Transition bonds would not only assist issuers from hard-to-abate sectors to raise capital but shall also bring credibility amongst investors by ensuring adequate disclosures, independent external review, etc. to mitigate the risk of greenwashing.
The International Financial Services Authority (IFSCA) has approved a framework for issuance and listing of transitions bonds in GIFT IFSC in Gujarat to help companies in hard-to-abate sectors like steel, cement, heavy duty transport, aviation and shipping to raise funds.
“The said framework will enable the companies, specifically from hard-to-abate sectors, to raise capital and list their securities at GIFT IFSC, while committing to a credible transition plan and making enhanced disclosures to ensure the interests of the investors are protected,” said IFSCA after formally approving the framework at meeting held on Tuesday. “Transition finance provides a structured pathway for hard-to-abate industries to reduce their emissions progressively,” it added.

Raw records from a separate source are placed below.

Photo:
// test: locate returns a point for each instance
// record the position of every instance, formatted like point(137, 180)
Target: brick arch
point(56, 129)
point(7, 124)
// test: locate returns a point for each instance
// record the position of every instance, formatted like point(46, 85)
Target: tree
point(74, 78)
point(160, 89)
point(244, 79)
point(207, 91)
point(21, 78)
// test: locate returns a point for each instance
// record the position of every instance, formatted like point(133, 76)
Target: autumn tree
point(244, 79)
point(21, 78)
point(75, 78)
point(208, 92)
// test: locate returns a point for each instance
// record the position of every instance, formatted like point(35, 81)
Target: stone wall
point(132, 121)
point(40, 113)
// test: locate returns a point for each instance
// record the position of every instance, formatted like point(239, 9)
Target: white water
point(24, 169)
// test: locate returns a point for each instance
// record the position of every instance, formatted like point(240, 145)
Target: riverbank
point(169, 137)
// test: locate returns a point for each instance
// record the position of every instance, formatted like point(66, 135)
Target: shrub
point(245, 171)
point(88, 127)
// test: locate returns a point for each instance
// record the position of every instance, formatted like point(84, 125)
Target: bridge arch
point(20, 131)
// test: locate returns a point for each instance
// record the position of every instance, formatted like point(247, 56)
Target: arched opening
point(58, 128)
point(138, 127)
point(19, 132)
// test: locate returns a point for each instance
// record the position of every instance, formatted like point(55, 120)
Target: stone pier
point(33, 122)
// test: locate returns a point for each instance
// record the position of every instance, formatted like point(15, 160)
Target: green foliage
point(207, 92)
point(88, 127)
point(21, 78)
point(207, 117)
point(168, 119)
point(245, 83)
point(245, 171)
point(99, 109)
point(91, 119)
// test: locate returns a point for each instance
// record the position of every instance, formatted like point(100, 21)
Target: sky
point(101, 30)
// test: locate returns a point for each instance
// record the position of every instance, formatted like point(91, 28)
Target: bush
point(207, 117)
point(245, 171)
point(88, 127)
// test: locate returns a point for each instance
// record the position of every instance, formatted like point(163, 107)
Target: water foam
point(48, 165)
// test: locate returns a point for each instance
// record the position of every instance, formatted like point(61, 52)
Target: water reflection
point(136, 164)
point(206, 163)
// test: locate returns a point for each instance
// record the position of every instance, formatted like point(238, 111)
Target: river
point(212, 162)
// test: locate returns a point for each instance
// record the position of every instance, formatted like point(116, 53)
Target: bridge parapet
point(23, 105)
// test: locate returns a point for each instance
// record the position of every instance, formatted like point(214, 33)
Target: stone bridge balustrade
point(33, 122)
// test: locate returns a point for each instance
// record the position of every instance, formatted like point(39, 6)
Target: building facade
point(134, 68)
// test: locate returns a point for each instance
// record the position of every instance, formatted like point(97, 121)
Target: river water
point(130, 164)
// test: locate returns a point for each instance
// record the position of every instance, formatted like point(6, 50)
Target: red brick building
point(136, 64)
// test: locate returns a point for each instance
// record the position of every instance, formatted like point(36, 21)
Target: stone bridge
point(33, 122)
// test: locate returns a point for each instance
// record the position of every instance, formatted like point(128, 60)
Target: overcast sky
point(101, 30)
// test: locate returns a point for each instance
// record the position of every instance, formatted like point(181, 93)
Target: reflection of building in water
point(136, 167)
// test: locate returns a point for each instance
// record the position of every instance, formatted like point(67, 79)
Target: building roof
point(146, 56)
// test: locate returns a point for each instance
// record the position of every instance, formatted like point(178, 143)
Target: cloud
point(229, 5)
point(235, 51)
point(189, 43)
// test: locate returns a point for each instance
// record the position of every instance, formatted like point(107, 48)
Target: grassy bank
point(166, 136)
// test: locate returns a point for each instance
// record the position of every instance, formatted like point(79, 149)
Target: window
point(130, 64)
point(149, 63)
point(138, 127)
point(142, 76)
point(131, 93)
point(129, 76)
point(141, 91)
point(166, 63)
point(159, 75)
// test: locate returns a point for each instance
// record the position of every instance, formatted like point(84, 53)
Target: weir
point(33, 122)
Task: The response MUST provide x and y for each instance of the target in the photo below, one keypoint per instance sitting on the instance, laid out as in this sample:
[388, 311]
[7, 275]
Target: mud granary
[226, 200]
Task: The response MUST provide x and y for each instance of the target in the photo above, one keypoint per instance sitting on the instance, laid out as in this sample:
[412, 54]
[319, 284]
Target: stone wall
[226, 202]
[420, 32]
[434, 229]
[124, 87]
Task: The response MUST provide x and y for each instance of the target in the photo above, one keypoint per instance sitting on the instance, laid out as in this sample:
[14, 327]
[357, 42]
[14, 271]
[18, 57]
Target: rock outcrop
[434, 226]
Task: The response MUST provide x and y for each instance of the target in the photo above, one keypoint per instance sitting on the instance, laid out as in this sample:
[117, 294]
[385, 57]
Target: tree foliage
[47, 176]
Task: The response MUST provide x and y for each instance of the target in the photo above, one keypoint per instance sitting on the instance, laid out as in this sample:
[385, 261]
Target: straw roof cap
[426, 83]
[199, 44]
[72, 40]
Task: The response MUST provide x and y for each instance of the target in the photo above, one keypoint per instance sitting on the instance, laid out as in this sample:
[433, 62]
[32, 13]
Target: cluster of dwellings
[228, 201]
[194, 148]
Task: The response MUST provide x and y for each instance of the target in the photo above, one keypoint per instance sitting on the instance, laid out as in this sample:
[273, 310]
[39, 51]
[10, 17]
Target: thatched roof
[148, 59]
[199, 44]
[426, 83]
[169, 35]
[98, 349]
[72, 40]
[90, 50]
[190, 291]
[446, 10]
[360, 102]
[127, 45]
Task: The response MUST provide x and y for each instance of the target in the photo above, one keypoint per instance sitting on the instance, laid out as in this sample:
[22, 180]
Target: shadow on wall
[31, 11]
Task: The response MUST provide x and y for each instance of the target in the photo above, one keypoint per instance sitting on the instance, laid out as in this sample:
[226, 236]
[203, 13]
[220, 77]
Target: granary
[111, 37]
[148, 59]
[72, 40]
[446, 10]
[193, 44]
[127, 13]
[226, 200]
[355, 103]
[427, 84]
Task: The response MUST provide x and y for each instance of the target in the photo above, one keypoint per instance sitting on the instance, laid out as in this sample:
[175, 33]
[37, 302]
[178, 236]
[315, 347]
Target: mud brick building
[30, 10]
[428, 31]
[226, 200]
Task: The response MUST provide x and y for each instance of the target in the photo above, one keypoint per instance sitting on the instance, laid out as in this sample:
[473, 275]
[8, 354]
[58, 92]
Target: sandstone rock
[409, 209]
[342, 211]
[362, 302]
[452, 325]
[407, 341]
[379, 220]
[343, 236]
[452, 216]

While ESG labelled debt securities have played a key role in mobilising climate finance, it is generally seen that their application is often limited to sectors/projects that are at near/net zero. A larger portion of green debt volume is directed primarily towards energy, buildings and transport sectors.
Instruments such as transition bonds hold significant potential in mobilising capital for decarbonisation, particularly in high-emitting industries in developing countries such as India. Transition finance will provide a structured pathway for industries in hard-to-abate sectors to reduce their emissions progressively by enabling investments in cleaner technologies, processes and alternative fuels.
The framework for transition bonds was prepared based on the recommendations of the Expert Committee on Climate Finance set up by the IFSCA, comments made by the public in response to a consultation paper, analysis of the global development on the subject and not losing sight of the needs of developing countries such as India.
The important pillars of this framework include a credible transition plan at the entity level, alignment with globally recognised taxonomies and technology road-maps, mechanism for independent external review and disclosure requirements (Initial & Annual).
Transition bonds would not only assist issuers from hard-to-abate sectors to raise capital but shall also bring credibility amongst investors by ensuring adequate disclosures, independent external review, etc. to mitigate the risk of greenwashing.